En régions éloignées

Malgré tout, il reste encore quelques accents plus marqués, comme au Saguenay, en Gaspésie et dans Charlevoix. Les régions géographiquement éloignées tendent à conserver un accent plus distinct.

Mme Côté soulève que «les gens du Saguenay viennent d’un petit groupe de colons d’abord établis à Charlevoix. Mais ce n’est pas évident de définir ce qui, dans l’accent du Saguenay, est hérité ou non de Charlevoix.»

À noter aussi que le français acadien, bien qu’étant une souche différente du français québécois, teinte le parler dans certaines régions. «Aux Iles-de-la-Madeleine, dans une partie de la Côte-Nord, de la Baie des Chaleurs et de la Gaspésie, l’acadien a eu une influence importante», soutient la lexicographe chez Dictionnaire Usito, Nadine Vincent.
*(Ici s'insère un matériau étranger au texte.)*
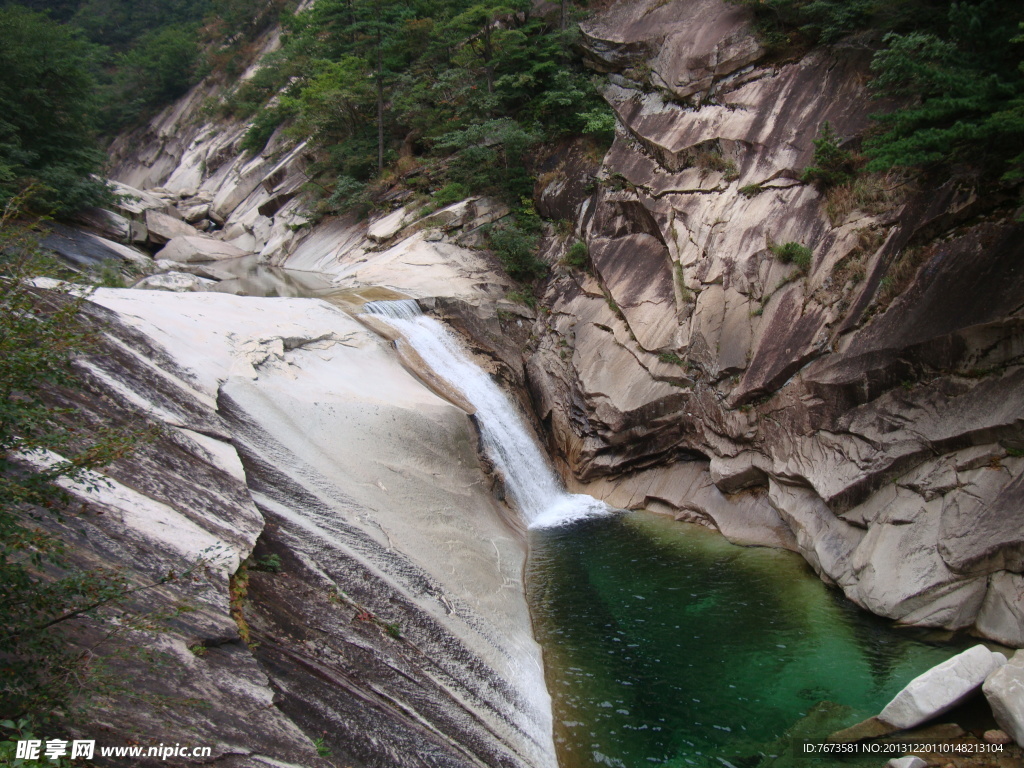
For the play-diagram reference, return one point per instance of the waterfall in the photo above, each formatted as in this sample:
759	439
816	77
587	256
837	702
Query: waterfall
529	479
À l’ouest, il n’y a pas de différents accents. Des mots, peut-être. Si quelqu’un dit qu’il « s’est fait lutter par un char », je sais qu’il vient de l’Outaouais.

Marie-Hélène Côté

En Abitibi, on retrouve des expressions de partout au Québec, étant donné la colonisation plus tardive et les diverses provenances des colons qui s’y sont installés.

Explication historique

Cette homogénéité du français québécois s’est instaurée très tôt au sein de la Nouvelle-France. Les colons provenaient surtout du nord-ouest, mais aussi de l’ouest de la France et de la région parisienne.

Tous ne parlaient pas la même variété de français, mais bien un patois. D’ailleurs, le français se parlait surtout à Paris et était même minoritaire en France avant 1757. Dans un désir d’unification du pays, l’État a rendu le français obligatoire dans les écoles en 1882.

«Il n’y a pas beaucoup de traces de ces langues régionales, ici. On en conclut que les colons parlaient français et probablement un patois, soutient Mme Côté. Certains d’entre eux étaient certainement bilingues.»

Leur faible nombre a aussi certainement contribué à atteindre assez rapidement une certaine homogénéité. «En 1641, la Nouvelle-France – un très grand territoire – ne comptait que 300 habitants. En Nouvelle-Angleterre, ils étaient 50 000 à la même époque», ajoute pour sa part Mme Vincent.